To paraphrase Kipling, “lest we forget, Oh debt” (from his poem aptly called Recessional). In this case it may end up as Deeply Depressional, I’m afraid.

PS Wink to AKOC and his poetic references 😄





Monday, June 21, 2021

The Case For An Immediate Taper

 The Fed is buying $120 billion in Treasurys, MBS etc debt every month, ie it is monetizing (printing) about that much monthly, ballooning its balance sheet by the same amount. The Fed’s reasoning is that the economy is still not healthy enough, yet it is obvious to anyone who can fog a mirror that the main result is a manic bubble in everything from stocks and real estate all the way to NFTs.

Naturally, everyone is trying to guess when the punch bowl will be removed, even partly, aka taper the purchase program.  I strongly believe that the Fed should do so right away, and here are two related charts to support my opinion.

In the first chart we see that the Treasury’s account at the Fed (basically, the governments “wallet”) has been emptying fast as the money it “printed” is sent to just about every American - helicopter money.  The decline is approx. $900 billion.  That money immediately finds its way into the money market as bank deposits and money market fund assets.

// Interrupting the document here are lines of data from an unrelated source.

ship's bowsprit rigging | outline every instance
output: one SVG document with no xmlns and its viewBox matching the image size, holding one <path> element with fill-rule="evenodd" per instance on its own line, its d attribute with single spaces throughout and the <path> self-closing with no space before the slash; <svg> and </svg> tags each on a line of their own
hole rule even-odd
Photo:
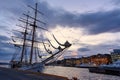
<svg viewBox="0 0 120 80">
<path fill-rule="evenodd" d="M 21 51 L 14 54 L 12 60 L 10 61 L 11 68 L 22 68 L 23 66 L 31 65 L 33 67 L 33 64 L 36 63 L 37 65 L 46 64 L 47 62 L 52 61 L 52 59 L 55 60 L 57 57 L 62 55 L 63 52 L 71 46 L 68 41 L 66 41 L 64 44 L 61 44 L 53 34 L 51 36 L 53 37 L 54 41 L 57 42 L 58 47 L 55 47 L 49 39 L 44 40 L 44 34 L 41 40 L 37 40 L 39 33 L 37 31 L 38 29 L 40 31 L 49 31 L 46 28 L 40 27 L 38 25 L 38 23 L 46 25 L 44 21 L 37 18 L 38 13 L 40 13 L 40 15 L 43 15 L 43 13 L 38 10 L 38 4 L 36 3 L 35 8 L 31 6 L 29 7 L 34 10 L 34 17 L 30 15 L 30 12 L 23 14 L 26 19 L 20 18 L 19 21 L 22 22 L 22 24 L 25 24 L 25 26 L 17 25 L 23 30 L 16 30 L 18 33 L 22 33 L 22 37 L 12 36 L 13 44 L 19 46 L 19 48 L 21 48 Z M 22 42 L 18 40 L 21 40 Z M 54 50 L 50 49 L 49 47 L 52 47 Z M 16 60 L 16 56 L 19 56 L 20 59 L 17 58 Z"/>
</svg>

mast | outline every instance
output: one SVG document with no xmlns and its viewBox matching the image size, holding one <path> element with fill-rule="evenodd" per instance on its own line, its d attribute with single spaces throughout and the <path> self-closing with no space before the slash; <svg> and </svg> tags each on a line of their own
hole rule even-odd
<svg viewBox="0 0 120 80">
<path fill-rule="evenodd" d="M 21 53 L 20 63 L 22 63 L 23 57 L 24 57 L 24 54 L 25 54 L 25 45 L 26 45 L 26 34 L 27 34 L 27 27 L 28 27 L 28 18 L 29 18 L 29 16 L 27 16 L 27 21 L 26 21 L 26 27 L 25 27 L 25 32 L 24 32 L 23 47 L 22 47 L 22 53 Z"/>
<path fill-rule="evenodd" d="M 30 64 L 32 64 L 32 58 L 33 58 L 33 46 L 34 46 L 34 40 L 35 40 L 35 31 L 36 31 L 36 18 L 37 18 L 37 3 L 35 4 L 35 18 L 34 18 L 34 24 L 33 24 L 33 33 L 32 33 L 32 44 L 31 44 L 31 52 L 30 52 Z"/>
</svg>

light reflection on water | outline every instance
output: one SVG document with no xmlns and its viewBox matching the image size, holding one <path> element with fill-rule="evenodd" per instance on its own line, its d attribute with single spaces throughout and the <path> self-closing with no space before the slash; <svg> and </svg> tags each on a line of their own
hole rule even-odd
<svg viewBox="0 0 120 80">
<path fill-rule="evenodd" d="M 90 73 L 85 68 L 46 66 L 44 73 L 65 76 L 68 78 L 77 77 L 80 80 L 120 80 L 119 76 Z"/>
</svg>

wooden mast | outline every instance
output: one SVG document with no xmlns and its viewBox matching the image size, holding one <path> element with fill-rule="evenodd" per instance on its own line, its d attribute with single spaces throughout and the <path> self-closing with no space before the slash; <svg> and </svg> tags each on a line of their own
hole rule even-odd
<svg viewBox="0 0 120 80">
<path fill-rule="evenodd" d="M 31 52 L 30 52 L 30 64 L 32 64 L 32 58 L 33 58 L 33 47 L 34 47 L 34 40 L 35 40 L 35 32 L 36 32 L 36 18 L 37 18 L 37 3 L 35 4 L 35 18 L 34 18 L 34 24 L 33 26 L 33 33 L 32 33 L 32 44 L 31 44 Z"/>
<path fill-rule="evenodd" d="M 28 12 L 28 13 L 29 13 L 29 12 Z M 28 18 L 29 18 L 29 16 L 27 16 L 27 21 L 26 21 L 26 27 L 25 27 L 25 33 L 24 33 L 23 47 L 22 47 L 22 54 L 21 54 L 20 63 L 22 63 L 23 57 L 24 57 L 24 53 L 25 53 L 26 34 L 27 34 L 27 27 L 28 27 Z"/>
</svg>

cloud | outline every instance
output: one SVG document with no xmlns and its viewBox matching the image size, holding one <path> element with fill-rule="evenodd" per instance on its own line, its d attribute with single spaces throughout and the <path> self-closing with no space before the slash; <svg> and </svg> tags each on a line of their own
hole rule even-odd
<svg viewBox="0 0 120 80">
<path fill-rule="evenodd" d="M 7 1 L 9 2 L 9 0 Z M 33 0 L 14 0 L 16 4 L 8 4 L 7 1 L 2 1 L 3 5 L 1 7 L 5 7 L 6 10 L 15 15 L 26 12 L 25 8 L 28 8 L 25 5 L 31 4 L 33 6 L 34 2 Z M 23 6 L 21 7 L 21 5 Z M 46 18 L 48 28 L 56 27 L 56 25 L 80 27 L 86 29 L 86 33 L 89 34 L 114 33 L 120 30 L 119 9 L 91 13 L 72 13 L 64 9 L 53 8 L 45 1 L 39 1 L 39 10 L 45 14 L 44 17 Z"/>
<path fill-rule="evenodd" d="M 120 0 L 111 0 L 114 5 L 119 6 L 120 5 Z"/>
<path fill-rule="evenodd" d="M 91 13 L 72 13 L 64 9 L 55 9 L 46 2 L 41 2 L 41 11 L 48 18 L 49 27 L 56 25 L 80 27 L 90 34 L 120 31 L 120 10 L 98 11 Z"/>
</svg>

But, banks and funds can’t find enough actual demand for loans/securities, at least not enough that meets their credit criteria.

So, what do they do with the flood of money? They give it back to the Fed as an overnight reverse repo at 0.05% (just raised from 0%). This amount just hit yet another record today at $765 billion, second chart. 


By accepting all this enormous amount of cash, the Fed is tacitly admitting that its  QE is no longer needed since the $765 billion is 6.5 months worth of QE that can’t find any use in the real economy. And there is more cash coming from the Treasury too, as it continues to draw down its account. It's a mess created by the Fed and the Treasury and it needs to be dealt with, right away. 

Think of all this cash as a lake of highly combustible fuel.  We already see the flames of nearby fires (commodity, transport and asset inflation)... how long before it reaches the lake and sets consumer inflation raging?

My bet/hope is that the Fed is looking at all this money coming right back at it and is wondering… ummmm, do I still need to print so much of the stuff? What’s the use?

Someone is throwing around taper dates and numbers at the Fed, for sure. Soon, too, I hope.